I setup the position on "chessmaster 9000" (got it from a friend a week ago and I barely know how to use it), and also setup the position on "the shredder tablebase" then I look at the position, I think about a few possible move, choose the one that looks best to me + some alternatives using simple calculations, keeping in mind I want to bring the king to the edge and get the king and rook seperate, then I got to the "shredder tablebase" and see where the move (+alternatives) I chose are on the list, if they are on top (and most times they are!) I simply play it, and do the same for the next position. If a different move is considered the best move, I try to figure out why it's better than my moves.
The problems with this so far is, that sometimes I cannot for the life of me, understand WHY a certain move is the best move, and sometimes the move that seems best for me, actually takes the mate away by 10 moves.
any suggestions on how to improve this method?
Until you're a long way more advanced than beginner, you should ignore this ending, you won't need it. Bear in mind your opponents will not defend like a tablebase.
Zugzwang is how this ending is won. I can rattle off several late-stage zugzwang positions apart from Philidor (many are some moves out from Philidor) where White has to lose a tempo. Here's one:

Yes, well, I was getting to the same conclusion myself, and I think for now even the 2 day training of it was enough for me to beat players of my level with queen vs rook.
hopefully next time I'll choose something a little less diabolic.

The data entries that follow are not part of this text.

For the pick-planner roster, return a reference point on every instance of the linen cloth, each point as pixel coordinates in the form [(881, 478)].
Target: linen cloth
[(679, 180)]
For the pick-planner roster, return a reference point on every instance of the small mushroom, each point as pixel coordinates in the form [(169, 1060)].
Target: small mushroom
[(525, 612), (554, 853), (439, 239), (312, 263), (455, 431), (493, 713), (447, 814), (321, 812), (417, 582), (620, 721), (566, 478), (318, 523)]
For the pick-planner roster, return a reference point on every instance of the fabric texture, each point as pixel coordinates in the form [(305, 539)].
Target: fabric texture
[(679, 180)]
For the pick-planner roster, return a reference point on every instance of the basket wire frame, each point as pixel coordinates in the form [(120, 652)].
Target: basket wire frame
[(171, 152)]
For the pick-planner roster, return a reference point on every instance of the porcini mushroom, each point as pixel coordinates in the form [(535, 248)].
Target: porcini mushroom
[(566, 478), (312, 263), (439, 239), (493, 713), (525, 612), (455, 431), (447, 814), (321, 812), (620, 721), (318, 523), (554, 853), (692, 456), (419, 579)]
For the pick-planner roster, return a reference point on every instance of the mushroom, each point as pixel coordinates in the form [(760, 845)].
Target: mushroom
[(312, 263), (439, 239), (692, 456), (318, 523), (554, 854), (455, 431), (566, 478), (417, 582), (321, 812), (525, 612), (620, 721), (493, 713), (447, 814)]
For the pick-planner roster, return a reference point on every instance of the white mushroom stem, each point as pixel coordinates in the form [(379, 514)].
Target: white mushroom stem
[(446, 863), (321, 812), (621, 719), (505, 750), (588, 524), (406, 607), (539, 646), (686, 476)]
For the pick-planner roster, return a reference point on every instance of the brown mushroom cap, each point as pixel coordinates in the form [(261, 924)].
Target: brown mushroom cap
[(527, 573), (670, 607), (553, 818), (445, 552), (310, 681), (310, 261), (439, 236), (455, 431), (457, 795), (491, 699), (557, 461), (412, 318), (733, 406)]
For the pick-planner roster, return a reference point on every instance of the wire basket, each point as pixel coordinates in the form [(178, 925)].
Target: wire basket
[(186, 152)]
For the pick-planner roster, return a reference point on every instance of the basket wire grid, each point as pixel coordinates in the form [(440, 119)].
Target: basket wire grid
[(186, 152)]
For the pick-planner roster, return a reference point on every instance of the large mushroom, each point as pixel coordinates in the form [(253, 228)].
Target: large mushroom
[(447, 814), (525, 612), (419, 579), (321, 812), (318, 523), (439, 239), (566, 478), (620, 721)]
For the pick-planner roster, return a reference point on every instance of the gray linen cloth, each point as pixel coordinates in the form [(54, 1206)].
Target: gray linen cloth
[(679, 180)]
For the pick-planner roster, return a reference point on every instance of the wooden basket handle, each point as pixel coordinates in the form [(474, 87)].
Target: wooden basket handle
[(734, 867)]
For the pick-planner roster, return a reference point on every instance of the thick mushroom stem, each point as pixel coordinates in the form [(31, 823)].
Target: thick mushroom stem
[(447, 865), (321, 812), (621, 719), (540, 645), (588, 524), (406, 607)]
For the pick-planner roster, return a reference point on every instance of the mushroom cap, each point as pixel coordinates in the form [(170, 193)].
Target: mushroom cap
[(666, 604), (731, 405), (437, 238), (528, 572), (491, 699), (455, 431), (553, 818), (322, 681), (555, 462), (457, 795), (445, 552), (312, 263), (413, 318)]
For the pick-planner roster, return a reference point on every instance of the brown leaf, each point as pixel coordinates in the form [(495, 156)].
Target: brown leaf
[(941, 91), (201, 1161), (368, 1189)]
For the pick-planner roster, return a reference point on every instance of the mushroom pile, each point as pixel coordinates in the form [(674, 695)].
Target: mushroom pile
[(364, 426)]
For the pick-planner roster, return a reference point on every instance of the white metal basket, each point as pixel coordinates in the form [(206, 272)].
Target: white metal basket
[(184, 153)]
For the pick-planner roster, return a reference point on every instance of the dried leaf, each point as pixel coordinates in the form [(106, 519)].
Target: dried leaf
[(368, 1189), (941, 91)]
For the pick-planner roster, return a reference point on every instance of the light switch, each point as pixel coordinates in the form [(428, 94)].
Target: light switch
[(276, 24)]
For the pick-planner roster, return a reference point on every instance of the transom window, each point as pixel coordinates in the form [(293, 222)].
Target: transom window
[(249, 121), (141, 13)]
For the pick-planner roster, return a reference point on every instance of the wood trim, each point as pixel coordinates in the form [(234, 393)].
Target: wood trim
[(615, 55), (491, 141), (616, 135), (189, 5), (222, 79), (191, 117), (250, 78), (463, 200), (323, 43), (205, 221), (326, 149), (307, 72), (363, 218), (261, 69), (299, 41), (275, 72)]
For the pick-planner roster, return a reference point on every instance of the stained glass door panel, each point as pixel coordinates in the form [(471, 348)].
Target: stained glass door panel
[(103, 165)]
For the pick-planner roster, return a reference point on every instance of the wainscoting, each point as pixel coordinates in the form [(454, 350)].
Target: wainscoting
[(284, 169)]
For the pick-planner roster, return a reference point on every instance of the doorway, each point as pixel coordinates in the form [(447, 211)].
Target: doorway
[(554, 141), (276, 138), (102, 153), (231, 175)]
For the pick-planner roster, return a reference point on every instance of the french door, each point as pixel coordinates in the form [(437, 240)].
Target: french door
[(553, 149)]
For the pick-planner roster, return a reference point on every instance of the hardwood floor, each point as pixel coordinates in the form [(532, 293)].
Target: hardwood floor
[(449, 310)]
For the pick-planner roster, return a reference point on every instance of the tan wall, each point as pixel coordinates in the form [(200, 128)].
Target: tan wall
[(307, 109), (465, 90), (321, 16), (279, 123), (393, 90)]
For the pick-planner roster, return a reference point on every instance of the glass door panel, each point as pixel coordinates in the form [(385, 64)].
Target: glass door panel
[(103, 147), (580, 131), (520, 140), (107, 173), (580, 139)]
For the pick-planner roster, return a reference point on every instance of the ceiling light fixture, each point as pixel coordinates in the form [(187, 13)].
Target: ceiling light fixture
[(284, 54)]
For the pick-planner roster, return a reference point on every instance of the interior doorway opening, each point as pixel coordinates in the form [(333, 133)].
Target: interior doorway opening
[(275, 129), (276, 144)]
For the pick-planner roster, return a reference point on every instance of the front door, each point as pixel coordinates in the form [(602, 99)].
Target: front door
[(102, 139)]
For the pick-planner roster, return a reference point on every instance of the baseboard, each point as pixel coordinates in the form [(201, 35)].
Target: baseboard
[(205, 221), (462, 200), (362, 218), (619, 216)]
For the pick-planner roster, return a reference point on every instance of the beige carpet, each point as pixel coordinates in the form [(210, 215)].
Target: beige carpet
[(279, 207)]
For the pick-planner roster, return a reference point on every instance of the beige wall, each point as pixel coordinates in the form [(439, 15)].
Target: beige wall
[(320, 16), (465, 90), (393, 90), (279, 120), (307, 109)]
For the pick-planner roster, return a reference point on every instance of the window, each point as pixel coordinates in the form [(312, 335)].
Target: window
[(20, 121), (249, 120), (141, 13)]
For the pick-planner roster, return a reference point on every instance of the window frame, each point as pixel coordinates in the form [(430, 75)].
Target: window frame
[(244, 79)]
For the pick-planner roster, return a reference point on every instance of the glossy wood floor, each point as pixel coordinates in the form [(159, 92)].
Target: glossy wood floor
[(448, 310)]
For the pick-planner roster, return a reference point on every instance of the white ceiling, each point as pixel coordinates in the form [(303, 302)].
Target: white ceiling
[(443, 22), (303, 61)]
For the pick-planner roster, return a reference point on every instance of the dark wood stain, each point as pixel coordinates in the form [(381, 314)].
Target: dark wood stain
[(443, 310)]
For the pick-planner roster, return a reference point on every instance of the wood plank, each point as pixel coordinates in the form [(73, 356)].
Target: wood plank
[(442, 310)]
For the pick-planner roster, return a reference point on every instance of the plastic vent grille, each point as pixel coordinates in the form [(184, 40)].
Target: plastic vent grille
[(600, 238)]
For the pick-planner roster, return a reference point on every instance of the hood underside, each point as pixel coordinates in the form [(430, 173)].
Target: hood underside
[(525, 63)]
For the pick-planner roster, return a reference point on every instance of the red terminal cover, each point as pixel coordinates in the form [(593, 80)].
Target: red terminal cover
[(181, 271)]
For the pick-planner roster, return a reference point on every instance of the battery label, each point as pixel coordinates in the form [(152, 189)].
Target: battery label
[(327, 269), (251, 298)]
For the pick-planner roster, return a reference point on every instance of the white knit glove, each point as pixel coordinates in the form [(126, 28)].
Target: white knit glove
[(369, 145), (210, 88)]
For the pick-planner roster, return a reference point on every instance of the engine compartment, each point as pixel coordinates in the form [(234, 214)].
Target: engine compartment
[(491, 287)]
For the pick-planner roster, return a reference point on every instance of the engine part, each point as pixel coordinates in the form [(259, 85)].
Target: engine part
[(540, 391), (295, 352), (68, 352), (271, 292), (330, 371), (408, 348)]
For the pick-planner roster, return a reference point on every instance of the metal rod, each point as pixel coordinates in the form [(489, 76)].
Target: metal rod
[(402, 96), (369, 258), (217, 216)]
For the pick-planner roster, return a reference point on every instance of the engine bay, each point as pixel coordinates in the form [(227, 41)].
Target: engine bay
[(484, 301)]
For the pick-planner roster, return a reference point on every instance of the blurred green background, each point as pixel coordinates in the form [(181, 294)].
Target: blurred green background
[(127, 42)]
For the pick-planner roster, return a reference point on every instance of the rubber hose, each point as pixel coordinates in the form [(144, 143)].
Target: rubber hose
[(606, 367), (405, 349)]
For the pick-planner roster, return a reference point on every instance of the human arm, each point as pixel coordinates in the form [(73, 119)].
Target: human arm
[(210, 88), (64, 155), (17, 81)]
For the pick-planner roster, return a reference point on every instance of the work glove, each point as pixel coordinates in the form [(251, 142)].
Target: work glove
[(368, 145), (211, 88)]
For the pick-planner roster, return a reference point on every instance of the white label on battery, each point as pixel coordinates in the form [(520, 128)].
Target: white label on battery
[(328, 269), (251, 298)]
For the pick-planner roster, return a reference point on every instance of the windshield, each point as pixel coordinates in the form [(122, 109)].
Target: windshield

I once got this in a tournament game (lucky me). I had the queen though, and I knew it was a win, so I played on. I kept on making progress until I forced rook and king to separate, and they were soon forked. Although I probably didn't play perfectly, the odds are that the player with the rook (he was around 1600 in my game) will make a mistake before the player with the queen. It's very tough to play a perfect defense.

This may sound like a stupid question, but can chessmaster 9000 do the same thing as the "shredder table base"? I would imagine it should but I don't know too much about chess softwares.

Q v R is famously difficult. Grandmaster Walter Browne once lost a bet ... playing a demonstration against some early chess software at a university --Browne bet he could mate the computer in a Q v R ending. He failed.
But there is a memorizeable masterable technique that works, against computers or humans... it's not super difficult although I have not mastered it. There's a basic "starting" position that you can check the King and rook into with intuitive moves -- after that there's a sequence of moves you memorize which forces mate/loss of rook. The sequence is about 9 moves long if I remember correctly. I believe there's a tutorial on this technique for chessmaster (it's where I'm getting my info, and it's all from memory so apologies if I've gotten any details wrong.) If I remember correctly it doesn't ship with chessmaster, it's a user-made tutorial that you can find at Ubisoft's chessmaster site (if they even still maintain it.)
Hi everyone
i'm a beginner chess player and i have decided that as part of my training i will train end games a little every day (in addition to opennings, tactics and actually playing).
so while scouting a different website i saw this end game with the objective to win as white (white to move)
After about 25 minutes of utter failure I decided i'm in over my head, and wouldnt be able to defeat this challenge without some help. I started looking for some sources around the web that would help me, and in fact i did find a video that shows you how to mate with Q vs R only in the video rook and king + rook were at the edge of the board. So again, after about 20 minutes of trying i realized even getting king + rook to the edge of the board was too much for me.
how do you propose i'll learn this endgame?
I'd hate to reach the end with a queen vs rook one day and only get a draw to show for it, maybe theres a good book I can purchase that would help me or maybe a good online source (pefferebly free)?